Kürt kardeşlerimizin gerek yerel, gerekse merkezi düzeydeki sözcülerinin ve siyasi temsilcilerinin yıllardır tekrarladıkları söylem, savundukları ilke şu:
"Türkiye'nin iki kurucu halkı var: Türkler ve Kürtler. Bu cumhuriyet iki kurucu halkın ortak eseri. O nedenle Cumhuriyet, Türkler'in olduğu kadar Kürtler'in de gururu, onuru."
Sonuna kadar arkasında durulacak bir söylem ve ilke.

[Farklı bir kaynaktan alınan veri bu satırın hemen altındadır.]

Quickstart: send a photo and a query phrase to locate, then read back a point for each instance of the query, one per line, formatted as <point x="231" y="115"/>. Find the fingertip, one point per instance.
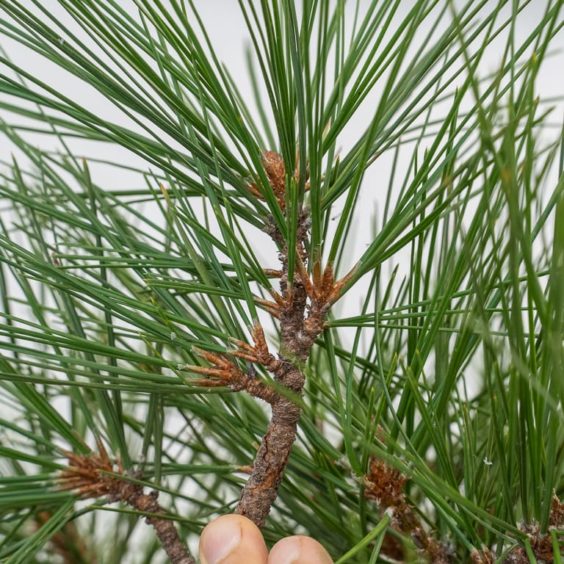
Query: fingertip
<point x="298" y="549"/>
<point x="232" y="539"/>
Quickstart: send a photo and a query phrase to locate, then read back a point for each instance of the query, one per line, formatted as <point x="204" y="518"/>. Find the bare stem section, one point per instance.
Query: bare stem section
<point x="301" y="308"/>
<point x="94" y="476"/>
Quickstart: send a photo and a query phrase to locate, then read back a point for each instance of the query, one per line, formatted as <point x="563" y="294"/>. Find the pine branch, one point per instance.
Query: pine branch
<point x="93" y="476"/>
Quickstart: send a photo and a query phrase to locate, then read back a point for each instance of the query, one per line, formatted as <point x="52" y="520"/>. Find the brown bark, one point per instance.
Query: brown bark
<point x="261" y="489"/>
<point x="165" y="530"/>
<point x="93" y="476"/>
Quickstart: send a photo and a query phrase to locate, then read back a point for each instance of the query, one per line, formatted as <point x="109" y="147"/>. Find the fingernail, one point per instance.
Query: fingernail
<point x="232" y="539"/>
<point x="219" y="539"/>
<point x="298" y="550"/>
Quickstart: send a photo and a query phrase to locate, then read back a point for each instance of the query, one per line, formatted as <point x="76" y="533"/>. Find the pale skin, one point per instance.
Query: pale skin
<point x="234" y="539"/>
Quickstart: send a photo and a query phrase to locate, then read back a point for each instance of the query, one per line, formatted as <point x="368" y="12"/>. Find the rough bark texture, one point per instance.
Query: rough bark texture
<point x="301" y="308"/>
<point x="386" y="485"/>
<point x="165" y="530"/>
<point x="94" y="476"/>
<point x="261" y="489"/>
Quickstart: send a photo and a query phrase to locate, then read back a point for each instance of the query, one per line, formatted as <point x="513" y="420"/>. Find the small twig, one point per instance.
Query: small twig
<point x="386" y="485"/>
<point x="93" y="476"/>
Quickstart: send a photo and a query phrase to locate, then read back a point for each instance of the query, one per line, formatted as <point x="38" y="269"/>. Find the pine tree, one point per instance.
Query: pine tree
<point x="335" y="307"/>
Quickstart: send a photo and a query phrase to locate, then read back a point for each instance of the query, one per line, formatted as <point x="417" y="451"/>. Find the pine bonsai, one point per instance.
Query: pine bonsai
<point x="335" y="307"/>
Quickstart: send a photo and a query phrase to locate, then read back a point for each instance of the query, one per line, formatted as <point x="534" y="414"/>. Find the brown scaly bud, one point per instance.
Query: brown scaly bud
<point x="273" y="164"/>
<point x="94" y="475"/>
<point x="385" y="484"/>
<point x="557" y="513"/>
<point x="224" y="372"/>
<point x="257" y="353"/>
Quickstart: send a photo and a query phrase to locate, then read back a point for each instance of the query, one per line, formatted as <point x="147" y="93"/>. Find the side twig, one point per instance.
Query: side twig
<point x="301" y="309"/>
<point x="94" y="476"/>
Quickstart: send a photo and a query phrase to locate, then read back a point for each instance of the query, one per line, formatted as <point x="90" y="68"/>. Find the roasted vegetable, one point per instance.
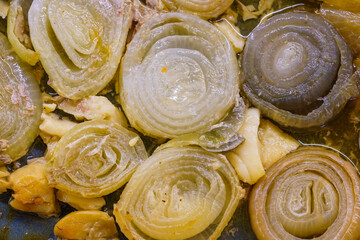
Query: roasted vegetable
<point x="304" y="75"/>
<point x="20" y="104"/>
<point x="310" y="193"/>
<point x="179" y="193"/>
<point x="95" y="158"/>
<point x="32" y="192"/>
<point x="80" y="42"/>
<point x="83" y="225"/>
<point x="179" y="75"/>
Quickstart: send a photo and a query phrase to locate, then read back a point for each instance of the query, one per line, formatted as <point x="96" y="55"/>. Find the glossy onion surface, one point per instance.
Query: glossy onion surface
<point x="310" y="193"/>
<point x="179" y="193"/>
<point x="20" y="104"/>
<point x="298" y="70"/>
<point x="204" y="9"/>
<point x="179" y="75"/>
<point x="80" y="42"/>
<point x="95" y="158"/>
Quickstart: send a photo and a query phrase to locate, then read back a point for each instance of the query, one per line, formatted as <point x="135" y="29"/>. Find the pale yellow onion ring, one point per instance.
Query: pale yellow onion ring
<point x="20" y="104"/>
<point x="203" y="8"/>
<point x="179" y="193"/>
<point x="311" y="192"/>
<point x="179" y="75"/>
<point x="80" y="42"/>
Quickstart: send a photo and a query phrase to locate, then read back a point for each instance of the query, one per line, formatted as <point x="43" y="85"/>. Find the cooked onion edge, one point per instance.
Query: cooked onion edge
<point x="179" y="75"/>
<point x="318" y="88"/>
<point x="20" y="106"/>
<point x="80" y="42"/>
<point x="94" y="159"/>
<point x="311" y="192"/>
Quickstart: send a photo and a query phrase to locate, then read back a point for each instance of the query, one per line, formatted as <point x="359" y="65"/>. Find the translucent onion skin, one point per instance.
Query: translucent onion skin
<point x="80" y="42"/>
<point x="179" y="193"/>
<point x="94" y="159"/>
<point x="20" y="104"/>
<point x="298" y="70"/>
<point x="179" y="75"/>
<point x="20" y="7"/>
<point x="204" y="9"/>
<point x="310" y="193"/>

Hem sonra sadece Türkiye'yi ve Türkiye Cumhuriyeti'ni ortak kurmadık. Bu toprakları birlikte savaşarak kurtardık. Çanakkale'den Gaziantep direnişine, Kahramanmaraş savunmasından Sakarya Meydan Savaşı'na kadar. İzmir'e birlikte girdik. Son işgal güçlerini İstanbul'dan birlikte uğurladık.

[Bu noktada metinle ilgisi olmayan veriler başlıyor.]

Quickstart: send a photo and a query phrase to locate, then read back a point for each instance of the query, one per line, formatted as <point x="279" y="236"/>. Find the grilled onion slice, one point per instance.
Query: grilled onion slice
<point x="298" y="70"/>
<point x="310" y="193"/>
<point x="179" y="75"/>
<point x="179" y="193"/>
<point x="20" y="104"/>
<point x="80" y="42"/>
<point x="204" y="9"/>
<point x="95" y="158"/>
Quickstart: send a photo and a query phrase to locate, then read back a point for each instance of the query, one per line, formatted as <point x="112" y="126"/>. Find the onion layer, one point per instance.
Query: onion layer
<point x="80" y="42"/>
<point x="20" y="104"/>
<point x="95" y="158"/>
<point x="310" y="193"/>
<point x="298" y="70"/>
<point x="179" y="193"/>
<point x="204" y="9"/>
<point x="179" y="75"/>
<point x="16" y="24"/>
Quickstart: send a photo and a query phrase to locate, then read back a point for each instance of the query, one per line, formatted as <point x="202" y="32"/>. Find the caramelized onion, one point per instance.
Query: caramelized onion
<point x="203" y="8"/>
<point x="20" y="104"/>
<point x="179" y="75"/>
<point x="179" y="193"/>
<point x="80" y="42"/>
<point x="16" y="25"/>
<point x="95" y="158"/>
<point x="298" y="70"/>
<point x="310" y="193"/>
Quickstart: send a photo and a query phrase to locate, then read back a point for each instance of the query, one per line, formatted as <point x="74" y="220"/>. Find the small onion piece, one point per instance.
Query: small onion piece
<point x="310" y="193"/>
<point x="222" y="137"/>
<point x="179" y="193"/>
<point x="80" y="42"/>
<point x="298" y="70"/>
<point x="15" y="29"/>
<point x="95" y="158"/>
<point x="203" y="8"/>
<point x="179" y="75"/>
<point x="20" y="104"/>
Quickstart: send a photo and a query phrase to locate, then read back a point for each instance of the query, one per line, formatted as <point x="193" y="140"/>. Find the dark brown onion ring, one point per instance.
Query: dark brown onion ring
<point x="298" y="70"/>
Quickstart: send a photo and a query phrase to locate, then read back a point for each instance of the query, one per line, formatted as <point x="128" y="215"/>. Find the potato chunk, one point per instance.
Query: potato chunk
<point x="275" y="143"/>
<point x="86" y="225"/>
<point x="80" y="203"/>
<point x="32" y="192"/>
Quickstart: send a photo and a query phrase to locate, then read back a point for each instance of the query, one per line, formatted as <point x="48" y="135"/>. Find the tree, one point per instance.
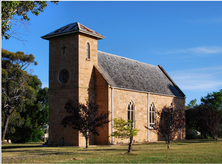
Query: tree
<point x="85" y="118"/>
<point x="213" y="99"/>
<point x="10" y="9"/>
<point x="32" y="118"/>
<point x="210" y="119"/>
<point x="191" y="104"/>
<point x="15" y="89"/>
<point x="170" y="123"/>
<point x="124" y="129"/>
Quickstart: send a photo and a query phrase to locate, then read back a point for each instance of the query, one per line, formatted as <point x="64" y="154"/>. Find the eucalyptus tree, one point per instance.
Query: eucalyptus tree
<point x="11" y="9"/>
<point x="15" y="88"/>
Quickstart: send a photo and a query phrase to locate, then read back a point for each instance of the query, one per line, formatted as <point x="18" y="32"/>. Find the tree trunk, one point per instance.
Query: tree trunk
<point x="5" y="126"/>
<point x="130" y="145"/>
<point x="168" y="144"/>
<point x="87" y="137"/>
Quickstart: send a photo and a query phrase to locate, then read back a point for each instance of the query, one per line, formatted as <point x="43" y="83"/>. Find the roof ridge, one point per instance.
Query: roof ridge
<point x="71" y="28"/>
<point x="127" y="58"/>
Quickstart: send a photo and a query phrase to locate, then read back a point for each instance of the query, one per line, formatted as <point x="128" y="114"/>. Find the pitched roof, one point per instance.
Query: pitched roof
<point x="126" y="73"/>
<point x="72" y="28"/>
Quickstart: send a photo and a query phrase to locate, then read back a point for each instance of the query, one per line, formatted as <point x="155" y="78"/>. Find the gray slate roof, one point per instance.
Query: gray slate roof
<point x="130" y="74"/>
<point x="72" y="28"/>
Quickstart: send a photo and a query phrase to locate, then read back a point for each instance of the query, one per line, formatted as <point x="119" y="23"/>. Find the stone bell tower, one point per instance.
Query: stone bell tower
<point x="72" y="56"/>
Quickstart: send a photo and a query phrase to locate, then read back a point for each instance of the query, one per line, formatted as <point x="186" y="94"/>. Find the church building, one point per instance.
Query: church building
<point x="124" y="87"/>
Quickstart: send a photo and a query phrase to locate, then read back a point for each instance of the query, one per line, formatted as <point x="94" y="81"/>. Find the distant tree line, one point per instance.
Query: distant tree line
<point x="205" y="120"/>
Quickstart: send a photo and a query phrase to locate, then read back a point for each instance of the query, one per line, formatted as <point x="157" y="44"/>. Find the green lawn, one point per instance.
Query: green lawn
<point x="190" y="151"/>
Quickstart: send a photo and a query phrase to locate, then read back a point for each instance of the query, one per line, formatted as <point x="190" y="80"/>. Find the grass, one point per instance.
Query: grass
<point x="190" y="151"/>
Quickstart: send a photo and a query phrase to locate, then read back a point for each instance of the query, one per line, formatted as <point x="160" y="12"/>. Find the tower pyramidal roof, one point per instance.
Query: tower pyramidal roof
<point x="72" y="28"/>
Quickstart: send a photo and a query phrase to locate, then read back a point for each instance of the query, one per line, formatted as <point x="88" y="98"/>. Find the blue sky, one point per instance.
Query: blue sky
<point x="185" y="38"/>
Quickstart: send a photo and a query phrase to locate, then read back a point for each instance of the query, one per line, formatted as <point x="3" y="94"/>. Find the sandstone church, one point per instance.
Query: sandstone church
<point x="126" y="88"/>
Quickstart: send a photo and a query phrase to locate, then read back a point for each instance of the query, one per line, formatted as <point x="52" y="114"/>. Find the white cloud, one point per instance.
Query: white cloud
<point x="203" y="79"/>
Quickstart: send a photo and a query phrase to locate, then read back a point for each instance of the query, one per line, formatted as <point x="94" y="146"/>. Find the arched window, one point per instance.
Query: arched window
<point x="88" y="51"/>
<point x="131" y="113"/>
<point x="152" y="115"/>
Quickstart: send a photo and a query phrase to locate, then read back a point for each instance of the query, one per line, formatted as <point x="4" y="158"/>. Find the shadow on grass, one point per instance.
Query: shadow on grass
<point x="28" y="146"/>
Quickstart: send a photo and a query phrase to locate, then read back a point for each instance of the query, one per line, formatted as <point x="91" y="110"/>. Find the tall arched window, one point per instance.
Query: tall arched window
<point x="152" y="115"/>
<point x="88" y="51"/>
<point x="131" y="113"/>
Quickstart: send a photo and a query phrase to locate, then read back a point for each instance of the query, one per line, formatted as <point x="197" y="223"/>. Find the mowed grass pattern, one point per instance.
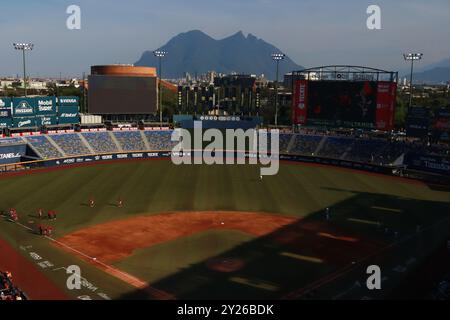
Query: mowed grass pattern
<point x="159" y="186"/>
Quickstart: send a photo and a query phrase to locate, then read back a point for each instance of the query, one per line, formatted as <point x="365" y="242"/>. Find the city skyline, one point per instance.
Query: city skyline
<point x="311" y="33"/>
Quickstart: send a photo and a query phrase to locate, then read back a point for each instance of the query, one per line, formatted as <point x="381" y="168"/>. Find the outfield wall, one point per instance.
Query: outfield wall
<point x="92" y="159"/>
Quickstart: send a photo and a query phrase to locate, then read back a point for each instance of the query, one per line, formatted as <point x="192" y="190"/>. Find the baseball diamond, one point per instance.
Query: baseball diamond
<point x="152" y="230"/>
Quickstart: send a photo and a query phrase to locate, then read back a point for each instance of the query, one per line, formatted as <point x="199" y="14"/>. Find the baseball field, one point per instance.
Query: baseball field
<point x="217" y="232"/>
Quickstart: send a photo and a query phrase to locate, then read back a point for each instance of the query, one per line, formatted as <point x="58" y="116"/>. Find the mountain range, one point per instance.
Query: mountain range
<point x="195" y="52"/>
<point x="438" y="72"/>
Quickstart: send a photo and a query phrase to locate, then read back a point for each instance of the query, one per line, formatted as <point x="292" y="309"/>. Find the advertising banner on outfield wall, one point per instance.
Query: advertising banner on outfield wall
<point x="23" y="107"/>
<point x="436" y="164"/>
<point x="300" y="102"/>
<point x="68" y="101"/>
<point x="5" y="113"/>
<point x="5" y="122"/>
<point x="46" y="120"/>
<point x="24" y="122"/>
<point x="68" y="115"/>
<point x="386" y="99"/>
<point x="45" y="105"/>
<point x="63" y="110"/>
<point x="12" y="154"/>
<point x="5" y="103"/>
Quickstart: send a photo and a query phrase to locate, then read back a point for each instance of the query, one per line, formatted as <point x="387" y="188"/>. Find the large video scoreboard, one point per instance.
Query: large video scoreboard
<point x="122" y="95"/>
<point x="344" y="99"/>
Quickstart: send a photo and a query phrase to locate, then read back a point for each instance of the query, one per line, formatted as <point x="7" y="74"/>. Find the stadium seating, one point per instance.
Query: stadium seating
<point x="71" y="144"/>
<point x="367" y="150"/>
<point x="335" y="147"/>
<point x="9" y="141"/>
<point x="101" y="142"/>
<point x="130" y="140"/>
<point x="160" y="140"/>
<point x="44" y="147"/>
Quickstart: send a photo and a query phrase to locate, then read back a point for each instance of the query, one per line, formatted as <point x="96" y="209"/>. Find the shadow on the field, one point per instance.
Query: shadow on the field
<point x="295" y="261"/>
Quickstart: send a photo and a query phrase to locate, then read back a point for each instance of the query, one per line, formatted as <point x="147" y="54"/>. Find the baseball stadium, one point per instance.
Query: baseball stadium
<point x="139" y="227"/>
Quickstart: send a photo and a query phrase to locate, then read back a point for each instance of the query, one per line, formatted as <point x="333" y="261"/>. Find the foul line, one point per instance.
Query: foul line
<point x="119" y="274"/>
<point x="341" y="272"/>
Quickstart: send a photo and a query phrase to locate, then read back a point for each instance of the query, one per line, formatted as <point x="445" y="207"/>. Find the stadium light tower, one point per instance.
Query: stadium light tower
<point x="412" y="57"/>
<point x="160" y="55"/>
<point x="24" y="47"/>
<point x="277" y="57"/>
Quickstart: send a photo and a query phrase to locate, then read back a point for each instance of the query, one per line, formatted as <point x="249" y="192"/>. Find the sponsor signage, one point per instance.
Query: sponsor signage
<point x="300" y="101"/>
<point x="386" y="96"/>
<point x="45" y="105"/>
<point x="5" y="113"/>
<point x="23" y="107"/>
<point x="12" y="154"/>
<point x="5" y="103"/>
<point x="436" y="164"/>
<point x="68" y="115"/>
<point x="46" y="120"/>
<point x="24" y="122"/>
<point x="5" y="122"/>
<point x="68" y="101"/>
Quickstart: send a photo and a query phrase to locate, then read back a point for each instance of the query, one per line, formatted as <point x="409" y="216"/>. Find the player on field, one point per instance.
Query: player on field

29 Ekim 1923'te Türkiye Büyük Millet Meclisi'nde Türk ve Kürt milletvekilleri bir ağızdan "Yaşasın Cumhuriyet" diye haykırdı.
Cumhuriyet'in ilanı sadece Ankara'da, İstanbul'da, İzmir'de değil; başta Diyarbakır olmak üzere Kürt illerinde de top atışlarıyla kutlandı.
Özetle her 29 Ekim'de Cumhuriyet'in coşkusunu Türkler ve Kürtler birlikte paylaşmalı diye düşünüyorum, inanıyorum.
Şimdi... Şu gazete kupürüne bir bakın.
"Kürtler'in sesi, sözcüsü" olduğunu iddia eden, PKK-KCK çizgisindeki Özgür Gündem gazetesinin birinci sayfası bu. Tarih: 30 Ekim 2013. Yani, Cumhuriyet Bayramı kutlamalarının ertesi gününün gazetesi.
Cumhuriyet kutlamalarıyla ilgili tek satır haber görüyor musunuz?